Pour jouer correctement au poker, il faut savoir être patient. Mais comment être patient lorsque sa main a été catastrophique durant trois tours de table avec une perte considérable ? Le secret est de savoir tirer avantage de ses faiblesses. Durant ces trois tours, par exemple, il aurait été possible d’assimiler quelques informations inutiles à première vue mais essentielles pour la suite du jeu. L’information est la base de la victoire en sachant qui est son adversaire, on conçoit mieux sa façon de jouer. De ce fait, ses actions deviennent prévisibles et le combat est moins rude, pour ne pas dire gagné d’avance. Il faut, tout d’abord, rester concentré pour ne pas être importuné par des distractions passagères.
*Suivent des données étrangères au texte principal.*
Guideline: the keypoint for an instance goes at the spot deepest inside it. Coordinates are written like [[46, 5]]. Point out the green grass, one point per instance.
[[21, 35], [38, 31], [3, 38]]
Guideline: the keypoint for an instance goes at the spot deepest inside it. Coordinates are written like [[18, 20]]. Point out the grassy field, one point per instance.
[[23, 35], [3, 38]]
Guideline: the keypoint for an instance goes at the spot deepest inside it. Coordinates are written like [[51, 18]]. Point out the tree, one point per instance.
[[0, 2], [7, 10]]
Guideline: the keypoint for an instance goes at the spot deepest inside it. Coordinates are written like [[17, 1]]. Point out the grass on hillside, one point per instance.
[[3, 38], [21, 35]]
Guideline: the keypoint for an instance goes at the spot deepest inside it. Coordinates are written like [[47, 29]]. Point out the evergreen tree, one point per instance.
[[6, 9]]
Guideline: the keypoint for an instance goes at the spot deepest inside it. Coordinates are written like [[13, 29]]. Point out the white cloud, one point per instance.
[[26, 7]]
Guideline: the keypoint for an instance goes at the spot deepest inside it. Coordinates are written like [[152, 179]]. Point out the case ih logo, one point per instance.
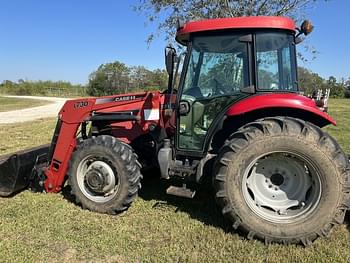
[[125, 98]]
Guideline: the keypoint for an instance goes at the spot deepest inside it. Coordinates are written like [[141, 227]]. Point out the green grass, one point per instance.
[[157, 227], [8, 104]]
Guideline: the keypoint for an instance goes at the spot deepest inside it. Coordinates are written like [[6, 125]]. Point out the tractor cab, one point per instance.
[[226, 61]]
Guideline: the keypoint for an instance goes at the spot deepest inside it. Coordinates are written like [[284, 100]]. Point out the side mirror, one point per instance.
[[184, 107], [170, 55], [305, 28]]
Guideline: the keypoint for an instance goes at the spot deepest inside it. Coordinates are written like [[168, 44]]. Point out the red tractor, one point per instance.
[[235, 111]]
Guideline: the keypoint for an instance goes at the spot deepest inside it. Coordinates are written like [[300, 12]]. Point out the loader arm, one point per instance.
[[126, 109]]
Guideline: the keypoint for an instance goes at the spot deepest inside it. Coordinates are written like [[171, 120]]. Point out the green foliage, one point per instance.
[[42, 88], [38, 227], [118, 78], [166, 12]]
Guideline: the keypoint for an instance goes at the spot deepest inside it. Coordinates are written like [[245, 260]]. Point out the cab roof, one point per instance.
[[249, 22]]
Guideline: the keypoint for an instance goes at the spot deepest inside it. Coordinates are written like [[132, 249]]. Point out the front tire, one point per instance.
[[104, 175], [282, 180]]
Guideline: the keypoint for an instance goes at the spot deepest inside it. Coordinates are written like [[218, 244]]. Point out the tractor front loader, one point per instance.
[[236, 113]]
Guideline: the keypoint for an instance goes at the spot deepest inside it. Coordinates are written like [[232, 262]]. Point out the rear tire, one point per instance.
[[104, 175], [252, 188]]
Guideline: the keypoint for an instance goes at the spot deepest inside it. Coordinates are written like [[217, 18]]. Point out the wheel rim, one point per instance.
[[281, 187], [97, 180]]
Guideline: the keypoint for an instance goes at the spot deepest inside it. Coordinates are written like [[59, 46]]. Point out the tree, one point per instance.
[[336, 89], [167, 12], [310, 81], [108, 79]]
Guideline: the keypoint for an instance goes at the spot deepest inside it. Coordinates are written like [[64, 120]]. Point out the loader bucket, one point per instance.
[[16, 169]]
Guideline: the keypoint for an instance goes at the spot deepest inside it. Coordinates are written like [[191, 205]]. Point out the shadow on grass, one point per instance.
[[202, 207]]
Comment perd-on sa concentration au poker ?
La fatigue.
La perte de concentration peut survenir n’importe quand et peut être le produit d’un acte extérieur. La disposition physique et morale, par exemple, influe beaucoup sur un joueur même si celui-ci n’en est pas conscient. Il est difficile de rester concentré lorsqu’on a sommeil ou lorsqu’on est fatigué. De même, il est presque impossible de bien jouer lorsque le cœur n’y est pas. De ce fait, il faut connaître ses dispositions avant de jouer.
L’alcool.
La prise d’alcool en cours de jeu ou même avant le jeu est aussi catastrophique. L’alcool atténue la perception des évènements qui se produisent, une action peut se passer sans que le joueur ne s’en rende compte car il n’a pas capté l’information à temps. Son temps de réaction est aussi rallongé, ses réflexes ne sont pas aussi bons que lorsqu’il est sobre et parallèlement, son jeu est de plus en plus médiocre. Il faut donc éviter de succomber à la tentation de se la jouer James Bond dans Casino Royal en commandant une « vodka-martini-au-shaker-pas-à-la-cuillère » et rester concentré sur sa table à observer le jeu et les réactions des autres joueurs suivant leurs mains.
La distraction.
La distraction est aussi un facteur incontrôlable. Que ce soit pour les jeux en ligne ou les jeux physiques, les distractions ne manquent pas. Les adversaires le savent et feront tout pour que le niveau de l’attention baisse. Il faut donc rester vigilant et observer ce qui pourrait être utile pour les prochains jeux.
Les facteurs indirects.
Entendons par là les évènements dans le jeu, quand la malchance s'en mêle. Dans une partie, il y a toujours un moment ou la main à jouer est catastrophique. Il faut alors faire un choix : payer pour le flop ou se coucher pour éviter une perte ? Le calcul des probabilités en tête, il faut se décider et vite ! Chacun fera le choix le plus judicieux à ses yeux mais la question n’est pas là. Ce schéma de jeu a tendance à se répéter et donc fini par fatiguer intellectuellement. Au final, l’ennui s’installe et le joueur ne raisonne plus correctement. Pour faire face à ce genre de problème il doit être en mesure de se déconnecter à un moment donné, de se calmer pour ne pas céder à la tentation de faire un all-in à la première main juste parce que c’est la première fois depuis quelques tours de table, qu’il a des cartes relativement bonnes.
Comment rester dans le jeu ?
Exercices de concentration.
La concentration peut être améliorée mais pour cela il faut s’exercer. Il faut d’abord se concentrer sur un champ restreint. Prendre des notes améliorera aussi la concentration lors d’un événement. Il sera plus facile de s’en rappeler plus tard, à la relecture des notes, par exemple. Avec le temps, le joueur augmentera son champ et pourra être perméable aux autres informations qui sont transmises autour de lui. L’analyse de la situation se fera plus rapidement et il lui sera possible de répondre aux sollicitations sans trop se dépenser.